Imposter Syndrome For Newly Graduated Students

What is Imposter Syndrome?

Imposter Syndrome is a fear that one might be a fraud in the workplace, even if you have the qualifications to be there. As was written for Scientific American by psychologist Ellen Hendricksen, Imposter Syndrome is “a pervasive feeling of self-doubt, insecurity or fraudulence despite often overwhelming evidence to the contrary.”  

It is worth noting that “up to 70% of people have experienced symptoms of imposter syndrome” at one point or another, and it tends to be even more apparent among those who work in the healthcare industry. 

Who is most often impacted?

Imposter Syndrome, according to Hendricksen, most often impacts those who are high achievers and also negatively affects minorities and women.  

High achievers tend to believe their success was given to them through means other than their hard work and perseverance. Whereas minorities and women often feel singled out and become convinced they do not belong in their workplace.
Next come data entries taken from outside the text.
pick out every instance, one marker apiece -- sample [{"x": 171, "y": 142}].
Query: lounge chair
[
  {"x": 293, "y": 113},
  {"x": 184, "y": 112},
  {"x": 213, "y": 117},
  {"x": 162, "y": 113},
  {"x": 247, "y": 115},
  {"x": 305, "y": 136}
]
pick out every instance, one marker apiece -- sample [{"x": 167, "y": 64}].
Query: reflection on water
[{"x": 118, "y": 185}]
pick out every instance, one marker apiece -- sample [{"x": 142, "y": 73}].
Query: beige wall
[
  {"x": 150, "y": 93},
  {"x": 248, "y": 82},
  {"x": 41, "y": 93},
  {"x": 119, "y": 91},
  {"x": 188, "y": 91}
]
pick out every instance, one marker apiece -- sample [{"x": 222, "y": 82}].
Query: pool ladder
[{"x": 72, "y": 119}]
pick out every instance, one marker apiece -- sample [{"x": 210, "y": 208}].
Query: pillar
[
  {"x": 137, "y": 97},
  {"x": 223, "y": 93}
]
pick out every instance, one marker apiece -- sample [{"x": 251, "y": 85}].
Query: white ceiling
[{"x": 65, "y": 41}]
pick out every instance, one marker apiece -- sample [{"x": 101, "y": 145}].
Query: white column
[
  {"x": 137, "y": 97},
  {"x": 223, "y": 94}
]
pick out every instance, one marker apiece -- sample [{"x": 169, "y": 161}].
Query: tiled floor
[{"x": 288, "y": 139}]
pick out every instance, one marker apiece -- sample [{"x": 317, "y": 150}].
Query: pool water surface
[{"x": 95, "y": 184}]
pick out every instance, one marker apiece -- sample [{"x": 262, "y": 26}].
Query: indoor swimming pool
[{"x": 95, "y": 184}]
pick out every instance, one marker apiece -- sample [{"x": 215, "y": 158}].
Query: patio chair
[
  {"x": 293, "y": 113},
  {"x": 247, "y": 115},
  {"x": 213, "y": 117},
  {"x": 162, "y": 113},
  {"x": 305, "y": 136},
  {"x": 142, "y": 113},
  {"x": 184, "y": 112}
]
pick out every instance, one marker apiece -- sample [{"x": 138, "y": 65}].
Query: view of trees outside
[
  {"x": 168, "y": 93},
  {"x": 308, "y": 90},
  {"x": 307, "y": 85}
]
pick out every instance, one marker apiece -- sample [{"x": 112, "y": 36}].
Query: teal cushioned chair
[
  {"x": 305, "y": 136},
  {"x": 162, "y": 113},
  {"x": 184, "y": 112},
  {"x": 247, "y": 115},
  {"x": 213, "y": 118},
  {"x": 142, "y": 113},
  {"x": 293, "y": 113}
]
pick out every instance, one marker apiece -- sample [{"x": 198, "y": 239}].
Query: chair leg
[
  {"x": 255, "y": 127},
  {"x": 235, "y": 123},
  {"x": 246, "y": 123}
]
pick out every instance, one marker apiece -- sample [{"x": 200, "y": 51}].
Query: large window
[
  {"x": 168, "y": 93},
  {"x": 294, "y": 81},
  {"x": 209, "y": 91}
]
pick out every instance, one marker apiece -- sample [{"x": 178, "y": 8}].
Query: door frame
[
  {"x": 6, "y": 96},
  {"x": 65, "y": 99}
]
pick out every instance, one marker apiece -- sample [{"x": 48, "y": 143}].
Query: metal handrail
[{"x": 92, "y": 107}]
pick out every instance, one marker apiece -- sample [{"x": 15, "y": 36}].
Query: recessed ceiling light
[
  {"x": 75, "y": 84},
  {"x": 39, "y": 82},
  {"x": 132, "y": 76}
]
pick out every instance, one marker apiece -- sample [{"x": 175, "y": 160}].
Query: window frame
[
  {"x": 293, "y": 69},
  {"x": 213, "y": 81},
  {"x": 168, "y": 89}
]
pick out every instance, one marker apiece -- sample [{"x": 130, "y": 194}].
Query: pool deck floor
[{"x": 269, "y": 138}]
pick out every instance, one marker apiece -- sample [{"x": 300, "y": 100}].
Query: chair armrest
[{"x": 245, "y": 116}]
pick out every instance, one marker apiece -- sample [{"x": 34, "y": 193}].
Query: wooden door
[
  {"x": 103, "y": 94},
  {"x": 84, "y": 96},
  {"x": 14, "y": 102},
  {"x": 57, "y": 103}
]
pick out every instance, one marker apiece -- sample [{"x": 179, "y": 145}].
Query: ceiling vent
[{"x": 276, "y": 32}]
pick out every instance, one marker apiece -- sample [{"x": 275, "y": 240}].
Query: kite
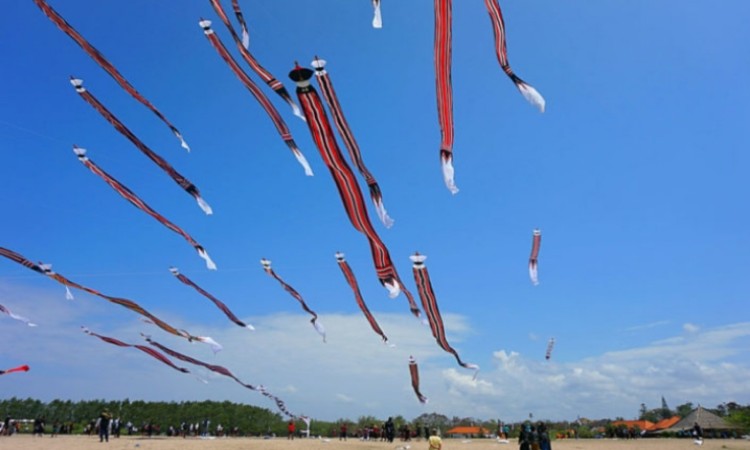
[
  {"x": 140, "y": 204},
  {"x": 349, "y": 275},
  {"x": 23, "y": 368},
  {"x": 183, "y": 182},
  {"x": 316, "y": 324},
  {"x": 536, "y": 242},
  {"x": 429, "y": 304},
  {"x": 221, "y": 371},
  {"x": 342, "y": 174},
  {"x": 498, "y": 27},
  {"x": 44, "y": 269},
  {"x": 377, "y": 20},
  {"x": 5, "y": 310},
  {"x": 414, "y": 371},
  {"x": 243, "y": 45},
  {"x": 550, "y": 346},
  {"x": 281, "y": 126},
  {"x": 219, "y": 304},
  {"x": 148, "y": 350},
  {"x": 443, "y": 24},
  {"x": 345, "y": 132},
  {"x": 106, "y": 65}
]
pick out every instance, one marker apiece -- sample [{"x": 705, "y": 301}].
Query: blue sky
[{"x": 636, "y": 174}]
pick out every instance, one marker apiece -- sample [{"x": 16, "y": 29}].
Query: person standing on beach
[{"x": 434, "y": 441}]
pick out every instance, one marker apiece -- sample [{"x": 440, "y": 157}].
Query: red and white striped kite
[
  {"x": 536, "y": 243},
  {"x": 23, "y": 368},
  {"x": 346, "y": 183},
  {"x": 183, "y": 182},
  {"x": 414, "y": 372},
  {"x": 429, "y": 304},
  {"x": 9, "y": 313},
  {"x": 219, "y": 304},
  {"x": 315, "y": 322},
  {"x": 106, "y": 65},
  {"x": 352, "y": 280},
  {"x": 269, "y": 79},
  {"x": 140, "y": 204},
  {"x": 498, "y": 27},
  {"x": 329, "y": 94},
  {"x": 281, "y": 126}
]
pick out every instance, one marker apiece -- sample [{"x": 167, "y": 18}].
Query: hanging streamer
[
  {"x": 183, "y": 182},
  {"x": 140, "y": 204},
  {"x": 351, "y": 196},
  {"x": 106, "y": 65},
  {"x": 536, "y": 242},
  {"x": 316, "y": 324},
  {"x": 346, "y": 134},
  {"x": 443, "y": 25},
  {"x": 148, "y": 350},
  {"x": 414, "y": 372},
  {"x": 131, "y": 305},
  {"x": 8, "y": 312},
  {"x": 219, "y": 304},
  {"x": 352, "y": 280},
  {"x": 270, "y": 80},
  {"x": 281, "y": 126},
  {"x": 429, "y": 304},
  {"x": 498, "y": 28}
]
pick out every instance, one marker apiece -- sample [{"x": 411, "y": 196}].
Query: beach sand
[{"x": 26, "y": 442}]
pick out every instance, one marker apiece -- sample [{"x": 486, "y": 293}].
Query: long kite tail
[
  {"x": 329, "y": 94},
  {"x": 219, "y": 304},
  {"x": 346, "y": 183},
  {"x": 243, "y": 46},
  {"x": 429, "y": 304},
  {"x": 106, "y": 65},
  {"x": 498, "y": 28},
  {"x": 536, "y": 243},
  {"x": 377, "y": 19},
  {"x": 148, "y": 350},
  {"x": 278, "y": 122},
  {"x": 10, "y": 313},
  {"x": 140, "y": 204},
  {"x": 443, "y": 25},
  {"x": 352, "y": 281},
  {"x": 293, "y": 292},
  {"x": 178, "y": 178},
  {"x": 414, "y": 372}
]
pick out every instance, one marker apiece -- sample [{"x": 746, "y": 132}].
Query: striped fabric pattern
[
  {"x": 62, "y": 24},
  {"x": 140, "y": 204},
  {"x": 429, "y": 304},
  {"x": 278, "y": 122},
  {"x": 183, "y": 182}
]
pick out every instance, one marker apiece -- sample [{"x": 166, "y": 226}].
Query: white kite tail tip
[
  {"x": 532, "y": 95},
  {"x": 204, "y": 206},
  {"x": 448, "y": 175}
]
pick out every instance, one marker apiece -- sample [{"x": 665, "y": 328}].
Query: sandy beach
[{"x": 27, "y": 442}]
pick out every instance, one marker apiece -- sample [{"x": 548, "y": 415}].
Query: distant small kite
[
  {"x": 148, "y": 350},
  {"x": 106, "y": 65},
  {"x": 183, "y": 182},
  {"x": 352, "y": 280},
  {"x": 429, "y": 304},
  {"x": 550, "y": 346},
  {"x": 219, "y": 304},
  {"x": 23, "y": 368},
  {"x": 140, "y": 204},
  {"x": 315, "y": 322},
  {"x": 8, "y": 312},
  {"x": 536, "y": 242},
  {"x": 281, "y": 126},
  {"x": 414, "y": 372}
]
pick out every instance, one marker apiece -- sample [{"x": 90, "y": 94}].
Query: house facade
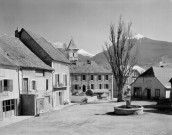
[
  {"x": 9, "y": 88},
  {"x": 136, "y": 71},
  {"x": 71, "y": 50},
  {"x": 24, "y": 80},
  {"x": 153, "y": 83},
  {"x": 55, "y": 59},
  {"x": 88, "y": 75}
]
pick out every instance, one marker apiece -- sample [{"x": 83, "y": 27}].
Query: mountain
[{"x": 150, "y": 53}]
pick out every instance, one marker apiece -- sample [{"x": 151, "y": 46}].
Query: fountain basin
[{"x": 122, "y": 110}]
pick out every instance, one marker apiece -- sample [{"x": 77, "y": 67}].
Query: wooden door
[{"x": 25, "y": 86}]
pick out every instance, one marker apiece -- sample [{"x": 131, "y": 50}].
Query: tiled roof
[
  {"x": 72, "y": 45},
  {"x": 20, "y": 54},
  {"x": 5, "y": 61},
  {"x": 84, "y": 67},
  {"x": 48, "y": 47},
  {"x": 163, "y": 74}
]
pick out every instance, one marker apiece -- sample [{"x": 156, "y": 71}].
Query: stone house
[
  {"x": 153, "y": 83},
  {"x": 52, "y": 57},
  {"x": 89, "y": 75},
  {"x": 71, "y": 50},
  {"x": 20, "y": 78}
]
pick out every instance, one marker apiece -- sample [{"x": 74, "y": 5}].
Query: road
[{"x": 94, "y": 119}]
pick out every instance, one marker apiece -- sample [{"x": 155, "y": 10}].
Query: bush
[{"x": 89, "y": 93}]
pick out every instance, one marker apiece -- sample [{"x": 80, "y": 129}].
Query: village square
[{"x": 57, "y": 87}]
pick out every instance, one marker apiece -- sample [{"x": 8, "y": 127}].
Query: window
[
  {"x": 127, "y": 81},
  {"x": 83, "y": 77},
  {"x": 157, "y": 92},
  {"x": 99, "y": 77},
  {"x": 33, "y": 85},
  {"x": 75, "y": 77},
  {"x": 76, "y": 86},
  {"x": 92, "y": 86},
  {"x": 106, "y": 86},
  {"x": 46, "y": 84},
  {"x": 8, "y": 105},
  {"x": 57, "y": 80},
  {"x": 6, "y": 85},
  {"x": 92, "y": 77},
  {"x": 65, "y": 80},
  {"x": 100, "y": 86},
  {"x": 106, "y": 77}
]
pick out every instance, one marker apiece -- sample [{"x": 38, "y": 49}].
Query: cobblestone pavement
[{"x": 95, "y": 119}]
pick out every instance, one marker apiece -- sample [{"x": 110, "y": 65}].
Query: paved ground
[{"x": 94, "y": 119}]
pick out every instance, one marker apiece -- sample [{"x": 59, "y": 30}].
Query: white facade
[
  {"x": 9, "y": 92},
  {"x": 152, "y": 84},
  {"x": 61, "y": 83}
]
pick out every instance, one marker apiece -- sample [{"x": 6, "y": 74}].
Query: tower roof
[{"x": 72, "y": 45}]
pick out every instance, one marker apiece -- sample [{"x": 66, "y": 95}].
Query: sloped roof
[
  {"x": 72, "y": 45},
  {"x": 139, "y": 69},
  {"x": 20, "y": 54},
  {"x": 5, "y": 61},
  {"x": 84, "y": 67},
  {"x": 48, "y": 47},
  {"x": 163, "y": 74}
]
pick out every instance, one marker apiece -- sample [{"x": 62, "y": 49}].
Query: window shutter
[
  {"x": 10, "y": 86},
  {"x": 1, "y": 89},
  {"x": 66, "y": 80}
]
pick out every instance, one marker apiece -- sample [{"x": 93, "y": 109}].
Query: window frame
[
  {"x": 47, "y": 82},
  {"x": 92, "y": 77},
  {"x": 8, "y": 105},
  {"x": 157, "y": 92},
  {"x": 92, "y": 86},
  {"x": 57, "y": 80},
  {"x": 84, "y": 76},
  {"x": 100, "y": 77},
  {"x": 32, "y": 84},
  {"x": 106, "y": 77}
]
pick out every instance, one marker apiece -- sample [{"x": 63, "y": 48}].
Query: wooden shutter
[
  {"x": 66, "y": 80},
  {"x": 1, "y": 88},
  {"x": 57, "y": 79}
]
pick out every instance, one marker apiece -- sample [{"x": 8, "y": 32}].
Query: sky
[{"x": 86, "y": 21}]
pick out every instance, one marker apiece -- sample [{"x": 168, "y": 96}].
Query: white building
[
  {"x": 153, "y": 83},
  {"x": 55, "y": 59}
]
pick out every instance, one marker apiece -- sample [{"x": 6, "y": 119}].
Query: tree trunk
[
  {"x": 128, "y": 103},
  {"x": 119, "y": 95}
]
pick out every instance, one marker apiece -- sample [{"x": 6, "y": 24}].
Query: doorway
[
  {"x": 83, "y": 88},
  {"x": 25, "y": 86}
]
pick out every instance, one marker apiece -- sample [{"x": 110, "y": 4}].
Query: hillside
[{"x": 151, "y": 53}]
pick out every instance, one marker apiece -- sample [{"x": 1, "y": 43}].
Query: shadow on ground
[
  {"x": 154, "y": 109},
  {"x": 112, "y": 114}
]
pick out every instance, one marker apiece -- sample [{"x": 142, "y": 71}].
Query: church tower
[{"x": 72, "y": 51}]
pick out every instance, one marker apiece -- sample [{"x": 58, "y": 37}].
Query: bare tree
[{"x": 119, "y": 56}]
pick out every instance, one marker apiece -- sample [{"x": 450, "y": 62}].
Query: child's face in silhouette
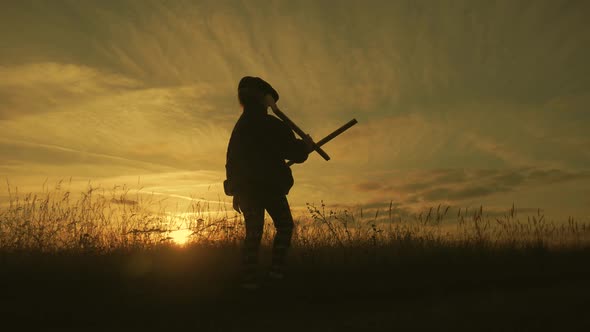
[{"x": 252, "y": 97}]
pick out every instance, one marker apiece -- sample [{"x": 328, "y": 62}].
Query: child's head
[{"x": 251, "y": 91}]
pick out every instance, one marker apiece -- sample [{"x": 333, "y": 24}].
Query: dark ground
[{"x": 196, "y": 289}]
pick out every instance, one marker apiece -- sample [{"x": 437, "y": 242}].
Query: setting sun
[{"x": 181, "y": 236}]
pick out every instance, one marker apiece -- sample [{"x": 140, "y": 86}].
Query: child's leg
[
  {"x": 254, "y": 218},
  {"x": 280, "y": 212}
]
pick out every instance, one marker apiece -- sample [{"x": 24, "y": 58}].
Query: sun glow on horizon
[{"x": 181, "y": 236}]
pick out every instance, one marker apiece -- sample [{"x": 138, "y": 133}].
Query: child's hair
[{"x": 251, "y": 90}]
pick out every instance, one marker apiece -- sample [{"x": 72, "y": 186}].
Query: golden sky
[{"x": 459, "y": 102}]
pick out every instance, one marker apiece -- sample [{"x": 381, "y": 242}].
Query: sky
[{"x": 461, "y": 103}]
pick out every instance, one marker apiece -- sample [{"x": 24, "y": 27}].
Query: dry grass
[{"x": 101, "y": 220}]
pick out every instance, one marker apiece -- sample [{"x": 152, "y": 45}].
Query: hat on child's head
[{"x": 250, "y": 87}]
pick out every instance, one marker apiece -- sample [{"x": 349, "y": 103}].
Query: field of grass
[{"x": 111, "y": 259}]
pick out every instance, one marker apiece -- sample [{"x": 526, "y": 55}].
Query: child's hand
[
  {"x": 309, "y": 143},
  {"x": 270, "y": 101}
]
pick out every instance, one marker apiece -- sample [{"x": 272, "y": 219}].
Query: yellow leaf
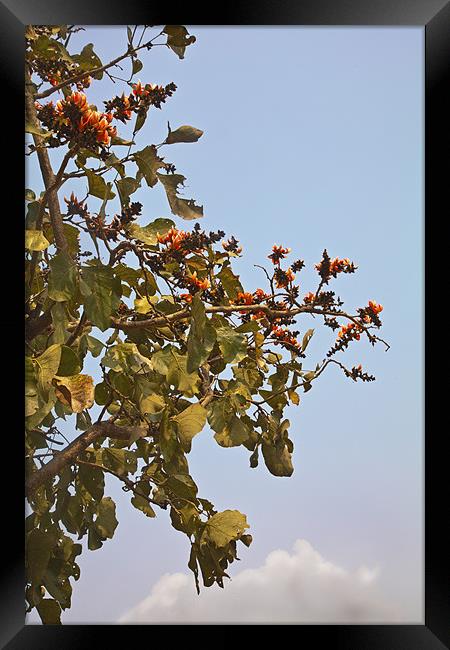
[{"x": 76, "y": 391}]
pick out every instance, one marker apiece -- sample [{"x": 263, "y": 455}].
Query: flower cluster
[
  {"x": 140, "y": 100},
  {"x": 370, "y": 313},
  {"x": 278, "y": 253},
  {"x": 329, "y": 268},
  {"x": 173, "y": 238},
  {"x": 198, "y": 283},
  {"x": 53, "y": 70},
  {"x": 73, "y": 120},
  {"x": 232, "y": 246},
  {"x": 349, "y": 332},
  {"x": 285, "y": 337},
  {"x": 357, "y": 373},
  {"x": 283, "y": 278}
]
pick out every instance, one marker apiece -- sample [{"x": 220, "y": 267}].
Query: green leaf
[
  {"x": 63, "y": 278},
  {"x": 219, "y": 413},
  {"x": 60, "y": 322},
  {"x": 140, "y": 502},
  {"x": 95, "y": 346},
  {"x": 98, "y": 186},
  {"x": 149, "y": 233},
  {"x": 126, "y": 186},
  {"x": 35, "y": 240},
  {"x": 178, "y": 39},
  {"x": 76, "y": 392},
  {"x": 49, "y": 611},
  {"x": 170, "y": 363},
  {"x": 278, "y": 461},
  {"x": 151, "y": 404},
  {"x": 202, "y": 336},
  {"x": 234, "y": 433},
  {"x": 224, "y": 527},
  {"x": 143, "y": 306},
  {"x": 125, "y": 357},
  {"x": 93, "y": 480},
  {"x": 184, "y": 208},
  {"x": 184, "y": 133},
  {"x": 69, "y": 363},
  {"x": 71, "y": 233},
  {"x": 232, "y": 345},
  {"x": 190, "y": 422},
  {"x": 102, "y": 291},
  {"x": 39, "y": 549},
  {"x": 148, "y": 163},
  {"x": 88, "y": 60},
  {"x": 31, "y": 393},
  {"x": 47, "y": 365},
  {"x": 106, "y": 522}
]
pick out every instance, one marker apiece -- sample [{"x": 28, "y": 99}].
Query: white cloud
[{"x": 297, "y": 587}]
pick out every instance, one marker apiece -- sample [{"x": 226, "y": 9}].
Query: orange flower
[
  {"x": 197, "y": 282},
  {"x": 261, "y": 295},
  {"x": 278, "y": 253},
  {"x": 244, "y": 298},
  {"x": 138, "y": 89},
  {"x": 258, "y": 315},
  {"x": 375, "y": 307},
  {"x": 350, "y": 330}
]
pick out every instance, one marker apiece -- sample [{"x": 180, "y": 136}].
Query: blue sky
[{"x": 313, "y": 138}]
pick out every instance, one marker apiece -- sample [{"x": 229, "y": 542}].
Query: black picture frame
[{"x": 434, "y": 16}]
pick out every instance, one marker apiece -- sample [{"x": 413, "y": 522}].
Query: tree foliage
[{"x": 180, "y": 344}]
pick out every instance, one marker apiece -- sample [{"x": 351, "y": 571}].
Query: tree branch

They may also feel as though they aren’t worthy opponents of their white/male counterparts, especially in a male-dominated field.

How do I overcome it?

Imposter Syndrome can be a daunting fear and a challenge to overcome. Some people never fully shake the feeling of being undeserving of their position or out of place. While it may seem impossible at the time, there are ways to prepare and combat this negative perception of yourself. Below are four ways to identify and overcome your Imposter Syndrome: 

  1. Become Self-Aware 
    • Accept that you may feel the effects of Imposter Syndrome and become in-tune with your own anxiety. 
    • Be kind to yourself and provide yourself with constructive criticism rather than destructive. 
  1. Celebrate ALL Your Accomplishments 
    • Make a list of things you’ve accomplished and are you’re proud of, regardless of whether they are big, small, personal or professional. Keep the list updated so that when you hit a roadblock and become doubtful of your capabilities, then you can look back on all the things you’ve accomplished so far. 
  1. Create a Strong Support System and Expand Your Network 
    • Talk to others around you who may be feeling the same as you. Use Imposter Syndrome as a way to connect, bond, and support each other.
    • Find people you can trust who can attest to your accomplishments in an honest manner. Look to them for uplifting motivation when you are feeling down.
    • Acquire a mentor who may ease your anxiety and self-doubt, as well as alleviate the stress that comes along with on-boarding in a new job position. 
  1. Rewrite Your Story
    • Take charge of your life and rewrite your own story by taking what makes you feel like an imposter and turning it into a strength, whether that be your age, gender, race, variance in qualifications in comparison to peers, etc.
    • Free yourself from the ideas of perfectionism and stop shaming yourself for imperfections. Stop holding yourself to unrealistic standards, create a strong work-life balance, and organize yourself by breaking up tasks to avoid becoming overwhelmed. 
    • Utilize mindfulness tactics to gain perspective of your life and priorities.